Hackathons can be an excellent learning opportunity but it can be pretty daunting joining one as a tester, especially if you have no or limited code experience.
How do you think testers can contribute during hackathons?
Hackathons can be an excellent learning opportunity but it can be pretty daunting joining one as a tester, especially if you have no or limited code experience.
How do you think testers can contribute during hackathons?
This might wind up being a story…
Once upon a time, as all stories begin, I had worked for a company who thought that a hackathon was a good idea. Not only that, but everyone in the team were required to participate. This included the support, sales, and management.
The eventual “winner” of the hackathon was (rightly) a team with a cross section of people. That is, a marketing expert, a technical manager (With no programming experience, but a lot of domain knowledge), and one of our team’s top front end programmers.
In other words, they fit nicely into a 3 amigos setting (different distribution) where the marketing person could help with the presentation, the technical manager would toss out ideas and help plan the implementation, and the programmer would go out of his comfort zone and program a back end. Nobody was bored, and the product and presentation were outstanding for two days work (it was a 2 work-day hackathon, with presentations on the third day)
So that’s one idea, you could figure out the non-programming roles where you can help with and do those. Teams LOVE it if you take care of making the presentation / demo while they are busy with other things.
Now our team went with a different approach. Two testers, one with programming knowledge (me) and the other with domain knowledge teamed with a system architect and we promptly decided to use the hackathon to create a test tool that would lose the hackathon, but we would use it in our testing efforts once the hackathon was done.
To make life difficult, we decided to use javascript, which I had never touched before and the architect had only dabbled. So on top of a new (ish) product, we learned enough about a new programming language in two days to implement it. We were able to split up the software work enough so that the tester could make sure it worked in the two days we were given. So while we were not the flashiest of teams, we had probably the highest quality (we were the only team to not suffer from the demo-effect) and we actually used it in our work after the hackathon.
In both cases, the secret to finding things to do in a hackathon is to talk with the team. Most reasonable people can find a role for you that you will, if not enjoy, at least feel comfortable in.
I’ve not been to any myself. But I’d want to contribute and be useful. Well said @brian_seg
My experience of this also, go cross-functional. I used to be very anti-hackathon, because my company had entire teams of testers, most of whom were not coders, and even so could not add product value. Eventually we got used to the idea of using the hackathon to either learn a new language or platform like groovy-scripting for Jenkins pipelines or to build that cool reporting tool you never had time for before. Trying to win the shiny hackathon prize, is not always worth as much, as a week to build a new tool or skill that your team lacks.
I suppose that brings up the part-2 of this hackathon not-trying-to-win experiment. That was my first experience with javascript. Now I use js nearly every day.
Our team has one or two week-long hackathons a year.
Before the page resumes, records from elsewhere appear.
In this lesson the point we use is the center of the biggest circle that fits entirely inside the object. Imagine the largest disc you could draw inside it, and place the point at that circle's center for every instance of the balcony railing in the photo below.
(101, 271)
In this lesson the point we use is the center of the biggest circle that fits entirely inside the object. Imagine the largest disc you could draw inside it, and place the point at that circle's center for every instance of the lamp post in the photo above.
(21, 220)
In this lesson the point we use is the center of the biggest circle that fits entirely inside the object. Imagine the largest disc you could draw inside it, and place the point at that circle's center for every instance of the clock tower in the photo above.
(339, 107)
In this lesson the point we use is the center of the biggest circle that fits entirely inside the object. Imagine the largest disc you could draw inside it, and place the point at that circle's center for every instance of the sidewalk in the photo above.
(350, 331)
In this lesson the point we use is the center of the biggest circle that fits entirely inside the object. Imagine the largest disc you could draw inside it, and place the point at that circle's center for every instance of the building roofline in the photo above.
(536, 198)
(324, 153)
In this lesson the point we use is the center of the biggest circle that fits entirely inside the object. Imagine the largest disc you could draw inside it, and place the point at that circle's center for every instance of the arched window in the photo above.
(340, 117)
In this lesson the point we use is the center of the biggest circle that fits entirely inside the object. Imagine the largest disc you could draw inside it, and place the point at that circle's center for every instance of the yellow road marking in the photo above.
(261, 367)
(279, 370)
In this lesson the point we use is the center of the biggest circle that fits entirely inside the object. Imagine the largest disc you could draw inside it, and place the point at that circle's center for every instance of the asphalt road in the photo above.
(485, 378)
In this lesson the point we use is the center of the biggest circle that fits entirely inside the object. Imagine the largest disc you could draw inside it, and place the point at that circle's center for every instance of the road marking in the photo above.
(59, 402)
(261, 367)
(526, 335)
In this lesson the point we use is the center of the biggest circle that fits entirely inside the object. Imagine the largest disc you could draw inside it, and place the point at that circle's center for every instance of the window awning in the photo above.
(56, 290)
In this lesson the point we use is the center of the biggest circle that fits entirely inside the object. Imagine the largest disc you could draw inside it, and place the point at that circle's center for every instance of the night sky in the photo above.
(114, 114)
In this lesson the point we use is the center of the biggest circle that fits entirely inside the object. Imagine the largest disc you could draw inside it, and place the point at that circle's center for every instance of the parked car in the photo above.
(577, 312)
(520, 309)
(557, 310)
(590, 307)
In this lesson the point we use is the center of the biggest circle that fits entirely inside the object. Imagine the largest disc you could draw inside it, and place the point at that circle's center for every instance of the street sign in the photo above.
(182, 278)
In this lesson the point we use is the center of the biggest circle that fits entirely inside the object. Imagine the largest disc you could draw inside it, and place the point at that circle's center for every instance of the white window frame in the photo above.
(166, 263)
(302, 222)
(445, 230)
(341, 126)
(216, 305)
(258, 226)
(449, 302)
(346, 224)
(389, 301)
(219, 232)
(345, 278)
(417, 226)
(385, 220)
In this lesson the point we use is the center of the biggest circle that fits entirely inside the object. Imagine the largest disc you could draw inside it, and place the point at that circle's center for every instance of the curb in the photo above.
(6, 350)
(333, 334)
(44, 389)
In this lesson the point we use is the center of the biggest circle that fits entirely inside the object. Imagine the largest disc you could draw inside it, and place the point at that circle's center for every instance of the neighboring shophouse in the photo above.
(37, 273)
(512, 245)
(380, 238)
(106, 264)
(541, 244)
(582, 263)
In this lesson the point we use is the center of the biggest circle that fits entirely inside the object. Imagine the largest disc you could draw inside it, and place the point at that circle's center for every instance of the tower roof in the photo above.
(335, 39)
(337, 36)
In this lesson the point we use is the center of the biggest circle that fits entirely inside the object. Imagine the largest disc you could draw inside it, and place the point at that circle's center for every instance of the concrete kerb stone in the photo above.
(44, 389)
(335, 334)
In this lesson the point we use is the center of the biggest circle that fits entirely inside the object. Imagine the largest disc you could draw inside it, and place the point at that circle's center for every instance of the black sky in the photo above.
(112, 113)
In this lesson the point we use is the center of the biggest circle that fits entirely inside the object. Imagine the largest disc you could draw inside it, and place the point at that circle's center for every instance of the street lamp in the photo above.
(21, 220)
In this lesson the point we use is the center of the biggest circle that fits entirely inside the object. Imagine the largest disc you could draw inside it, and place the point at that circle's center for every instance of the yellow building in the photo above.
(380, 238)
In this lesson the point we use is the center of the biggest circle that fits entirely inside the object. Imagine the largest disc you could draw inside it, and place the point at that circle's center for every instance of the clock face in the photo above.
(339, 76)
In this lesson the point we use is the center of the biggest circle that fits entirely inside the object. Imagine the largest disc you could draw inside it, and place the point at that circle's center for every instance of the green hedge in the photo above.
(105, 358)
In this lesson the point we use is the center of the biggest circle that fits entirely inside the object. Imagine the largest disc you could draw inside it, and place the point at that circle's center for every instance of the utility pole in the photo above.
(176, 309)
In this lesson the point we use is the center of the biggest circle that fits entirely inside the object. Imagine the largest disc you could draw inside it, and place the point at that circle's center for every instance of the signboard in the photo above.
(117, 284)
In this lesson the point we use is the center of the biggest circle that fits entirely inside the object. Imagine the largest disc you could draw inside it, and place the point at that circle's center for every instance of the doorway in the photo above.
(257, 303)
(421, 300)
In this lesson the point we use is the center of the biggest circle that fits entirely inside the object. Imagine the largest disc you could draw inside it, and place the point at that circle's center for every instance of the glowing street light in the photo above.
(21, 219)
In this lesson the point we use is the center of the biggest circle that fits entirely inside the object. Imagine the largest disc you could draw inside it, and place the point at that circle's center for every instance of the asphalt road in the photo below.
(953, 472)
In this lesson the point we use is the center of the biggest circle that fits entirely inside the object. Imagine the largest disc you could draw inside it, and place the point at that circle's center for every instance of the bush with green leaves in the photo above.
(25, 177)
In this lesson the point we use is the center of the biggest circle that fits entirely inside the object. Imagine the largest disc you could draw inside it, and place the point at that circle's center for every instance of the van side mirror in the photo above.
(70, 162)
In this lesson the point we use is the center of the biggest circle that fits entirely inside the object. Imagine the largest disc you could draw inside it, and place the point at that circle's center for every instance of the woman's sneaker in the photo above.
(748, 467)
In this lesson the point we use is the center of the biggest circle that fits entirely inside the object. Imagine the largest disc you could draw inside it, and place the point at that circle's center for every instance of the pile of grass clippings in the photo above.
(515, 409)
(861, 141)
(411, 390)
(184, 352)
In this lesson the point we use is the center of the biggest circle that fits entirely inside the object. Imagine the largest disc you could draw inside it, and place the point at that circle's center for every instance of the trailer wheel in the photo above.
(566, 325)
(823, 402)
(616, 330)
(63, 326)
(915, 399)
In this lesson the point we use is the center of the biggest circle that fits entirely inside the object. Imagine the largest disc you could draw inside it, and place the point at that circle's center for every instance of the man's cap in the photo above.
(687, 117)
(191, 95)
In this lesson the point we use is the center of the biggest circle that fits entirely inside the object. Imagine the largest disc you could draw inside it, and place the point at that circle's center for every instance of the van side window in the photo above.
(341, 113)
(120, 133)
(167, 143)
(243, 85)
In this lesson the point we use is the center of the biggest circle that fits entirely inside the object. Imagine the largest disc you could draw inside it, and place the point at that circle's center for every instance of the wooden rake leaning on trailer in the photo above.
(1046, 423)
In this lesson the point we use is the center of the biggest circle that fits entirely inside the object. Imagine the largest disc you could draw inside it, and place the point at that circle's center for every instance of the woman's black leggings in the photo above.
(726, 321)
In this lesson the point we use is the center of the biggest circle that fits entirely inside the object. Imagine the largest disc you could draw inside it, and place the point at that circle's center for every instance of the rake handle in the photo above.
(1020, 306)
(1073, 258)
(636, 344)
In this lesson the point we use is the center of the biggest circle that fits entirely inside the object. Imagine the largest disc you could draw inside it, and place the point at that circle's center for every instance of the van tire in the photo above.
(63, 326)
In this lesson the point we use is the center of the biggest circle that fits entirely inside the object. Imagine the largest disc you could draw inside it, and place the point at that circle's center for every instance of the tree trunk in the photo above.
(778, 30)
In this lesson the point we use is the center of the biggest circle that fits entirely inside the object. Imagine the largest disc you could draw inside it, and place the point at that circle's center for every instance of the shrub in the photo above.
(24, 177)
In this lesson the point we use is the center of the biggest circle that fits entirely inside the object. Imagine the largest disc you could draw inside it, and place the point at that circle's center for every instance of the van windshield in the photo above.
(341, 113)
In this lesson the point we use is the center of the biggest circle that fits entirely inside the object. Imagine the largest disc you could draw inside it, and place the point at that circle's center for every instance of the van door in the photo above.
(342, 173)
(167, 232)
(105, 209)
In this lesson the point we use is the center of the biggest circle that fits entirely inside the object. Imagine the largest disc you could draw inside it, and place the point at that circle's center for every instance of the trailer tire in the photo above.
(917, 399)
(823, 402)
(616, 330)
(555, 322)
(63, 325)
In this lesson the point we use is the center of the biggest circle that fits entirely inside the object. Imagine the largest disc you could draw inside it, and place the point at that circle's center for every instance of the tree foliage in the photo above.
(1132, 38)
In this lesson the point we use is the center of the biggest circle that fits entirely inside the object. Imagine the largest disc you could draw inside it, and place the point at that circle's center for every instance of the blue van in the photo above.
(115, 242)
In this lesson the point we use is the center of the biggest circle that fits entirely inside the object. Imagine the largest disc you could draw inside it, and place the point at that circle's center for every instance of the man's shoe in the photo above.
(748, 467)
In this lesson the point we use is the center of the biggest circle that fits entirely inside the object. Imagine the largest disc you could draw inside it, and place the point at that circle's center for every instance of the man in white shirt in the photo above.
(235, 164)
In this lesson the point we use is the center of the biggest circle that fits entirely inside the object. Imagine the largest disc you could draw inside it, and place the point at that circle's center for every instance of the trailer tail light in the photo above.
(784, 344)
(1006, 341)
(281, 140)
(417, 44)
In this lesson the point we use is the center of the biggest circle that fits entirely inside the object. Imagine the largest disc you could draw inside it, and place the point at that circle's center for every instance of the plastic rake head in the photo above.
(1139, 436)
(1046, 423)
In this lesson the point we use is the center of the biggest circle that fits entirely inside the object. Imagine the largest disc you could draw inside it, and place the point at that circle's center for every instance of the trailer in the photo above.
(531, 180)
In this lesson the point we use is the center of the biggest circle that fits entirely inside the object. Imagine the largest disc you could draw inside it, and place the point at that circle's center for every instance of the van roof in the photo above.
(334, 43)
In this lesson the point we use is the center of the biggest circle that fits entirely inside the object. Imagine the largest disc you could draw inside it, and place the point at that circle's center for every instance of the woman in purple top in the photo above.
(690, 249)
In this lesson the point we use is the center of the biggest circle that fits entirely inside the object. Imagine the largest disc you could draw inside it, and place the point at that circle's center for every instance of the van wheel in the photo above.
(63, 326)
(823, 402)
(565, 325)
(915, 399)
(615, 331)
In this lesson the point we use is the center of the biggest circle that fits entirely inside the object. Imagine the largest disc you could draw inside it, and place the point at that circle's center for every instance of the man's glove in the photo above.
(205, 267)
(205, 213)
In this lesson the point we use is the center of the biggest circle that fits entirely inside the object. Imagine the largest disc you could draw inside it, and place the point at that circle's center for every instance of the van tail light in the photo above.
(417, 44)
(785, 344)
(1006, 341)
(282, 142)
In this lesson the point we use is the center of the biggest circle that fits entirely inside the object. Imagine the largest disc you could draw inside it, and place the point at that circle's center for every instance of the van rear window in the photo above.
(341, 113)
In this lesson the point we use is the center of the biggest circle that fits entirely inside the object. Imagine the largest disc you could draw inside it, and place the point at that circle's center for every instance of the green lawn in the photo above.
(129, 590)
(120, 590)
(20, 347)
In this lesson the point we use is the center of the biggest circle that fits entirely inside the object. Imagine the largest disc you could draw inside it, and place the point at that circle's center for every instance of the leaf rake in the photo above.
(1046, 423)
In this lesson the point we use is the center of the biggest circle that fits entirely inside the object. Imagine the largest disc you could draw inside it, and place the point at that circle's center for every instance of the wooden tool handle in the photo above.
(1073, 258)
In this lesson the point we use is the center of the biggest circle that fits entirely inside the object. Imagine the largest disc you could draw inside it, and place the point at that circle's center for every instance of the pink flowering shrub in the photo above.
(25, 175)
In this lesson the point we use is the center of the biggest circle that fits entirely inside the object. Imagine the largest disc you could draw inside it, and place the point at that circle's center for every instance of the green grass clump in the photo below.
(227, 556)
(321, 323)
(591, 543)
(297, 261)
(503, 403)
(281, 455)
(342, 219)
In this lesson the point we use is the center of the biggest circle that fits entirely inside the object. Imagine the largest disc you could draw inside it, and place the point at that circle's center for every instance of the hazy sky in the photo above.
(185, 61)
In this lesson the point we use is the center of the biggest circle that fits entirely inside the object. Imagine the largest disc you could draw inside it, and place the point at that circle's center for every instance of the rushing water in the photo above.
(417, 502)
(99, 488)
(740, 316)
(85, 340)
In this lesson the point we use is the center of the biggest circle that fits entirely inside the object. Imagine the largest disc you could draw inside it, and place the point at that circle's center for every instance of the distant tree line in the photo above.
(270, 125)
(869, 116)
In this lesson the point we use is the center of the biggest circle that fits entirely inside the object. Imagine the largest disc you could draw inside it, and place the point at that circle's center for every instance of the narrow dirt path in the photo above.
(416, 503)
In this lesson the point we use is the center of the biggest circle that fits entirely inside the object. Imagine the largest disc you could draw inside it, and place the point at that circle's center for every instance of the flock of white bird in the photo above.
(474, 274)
I like to pick small scripting projects that serve as proof-of-concepts for a more skilled programmer to implement correctly later, if the team thinks it would be helpful. Our QA members that don’t code are always very well engaged, as well. Some examples of how they participate include: teaming up with a developer, trying out a new tool that may help us with a problem, or demonstrating an interesting application of our own product. While I suppose some of these examples may not be strictly part of a “hackathon”, no one has ever minded and it allows everyone to contribute and learn something new.
We have things called firebreaks that involve doing something you don’t normally do like innovation idea for the product, explore a new tool or do some training. Lots of ways to get involved that are not coding.
The company I’m with has tech days a few times a year, where it’s 2 to 3 days to work on a project that’s not directly work related. Sometimes people scratch an itch that’s been bothering them, but other times it’s just random hacking.
Lots of non-coding projects, including things like how to make our interview process better, how to improve documentation (both internal wiki as well as client facing docs), ideas for how to improve our coffee situations (i.e. how can we stop having an empty pot so often). There’s also been plenty of more DevOps oriented projects that might be easier for those with non-developer skills - improving our container registry, experimenting with GCP services, etc.
To be honest, I have been into multiple hackathons, I have contributed to code many times and won.
You can do it.
You just have to know what you have to do, You can figure out the how part.